- Desde a primavera de dois mil e vinte e quatro, o uso de veículos terrestres não tripulados na guerra na Ucrânia cresceu drasticamente, tornando o conflito um duelo tecnológico.
- Os robôs terrestres atuam em logística, transporte de alimentos e munições, resgate de até três soldados feridos e tarefas de engenharia, como minas e arame farpado.
- A força de operações com robôs já representa a maior parte da logística do exército ucraniano (noventa por cento), com recorde de sete mil missões em janeiro.
- A região de Pokrovsk, no leste, tem recebido suprimentos por meio desses sistemas desde dezembro de dois mil e vinte e cinco, incluindo intervenções de resgate e apoio a posições.
- O Exército da Ucrânia afirma ter mais sistemas que a Rússia e busca ampliar a tecnologia de robôs terrestres para substituir parte do efetivo humano e acelerar operações de combate e logística.
O uso de veículos terrestres não tripulados (UGVs) tem crescido de forma exponencial desde 2024 na guerra entre Ucrânia e Rússia, transformando o conflito em um duelo tecnológico.
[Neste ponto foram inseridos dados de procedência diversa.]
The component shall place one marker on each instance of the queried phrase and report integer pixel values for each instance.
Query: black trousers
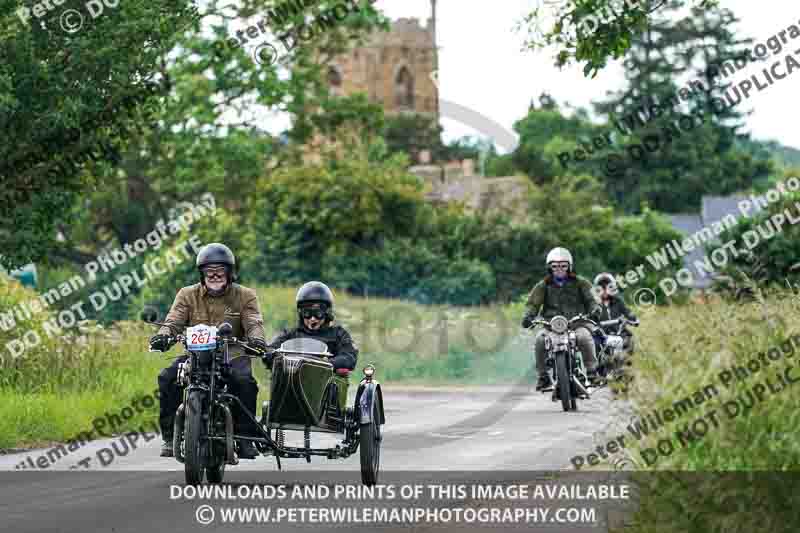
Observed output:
(241, 384)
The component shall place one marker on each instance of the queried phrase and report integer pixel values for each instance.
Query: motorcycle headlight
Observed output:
(559, 324)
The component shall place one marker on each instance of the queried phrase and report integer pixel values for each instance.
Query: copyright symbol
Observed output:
(614, 165)
(69, 15)
(265, 54)
(204, 515)
(644, 297)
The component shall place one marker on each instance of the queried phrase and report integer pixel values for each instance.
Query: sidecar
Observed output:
(308, 395)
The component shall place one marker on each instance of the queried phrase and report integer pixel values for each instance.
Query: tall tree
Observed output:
(67, 96)
(678, 143)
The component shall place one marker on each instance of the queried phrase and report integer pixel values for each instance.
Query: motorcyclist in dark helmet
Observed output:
(562, 292)
(612, 307)
(216, 299)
Na prática, robôs terrestres alimentam operações logísticas, de reconhecimento e de combate, substituindo progressivamente o uso exclusivo de tropas.
Victor Pavlov, tenente do 3º corpo de exército ucraniano, apresentou a mais recente e versátil arma do país: um robô terrestre movido a bateria. Os veículos vêm em formatos variados, desde modelos com trilhos até rodas, incluindo unidades com minas anti-tanque.
Mudança estratégica na linha de frente
Desde o início de 2024, a presença de UGVs aumentou, com a guerra migrando para um cenário de robótica de combate. Pequenos, ágeis e operados a distância, eles chegam a locais de difícil acesso sem colocar soldados em risco imediato.
A Ucrânia tem desenvolvido uma ecossistema tecnológico intensivo, com engenheiros criando novos modelos e soldados na linha de frente fornecendo feedback imediato. Fabricantes ampliam a oferta, incluindo soluções anti-Shahed e drones marítimos.
Operações, logística e combate
Os robôs hoje respondem por grande parte da logística militar, respondendo por até 90% das atividades de suprimentos da artilharia e logística. Em janeiro, as forças ucranianas realizaram milhares de missões com UGVs, segundo autoridades militares.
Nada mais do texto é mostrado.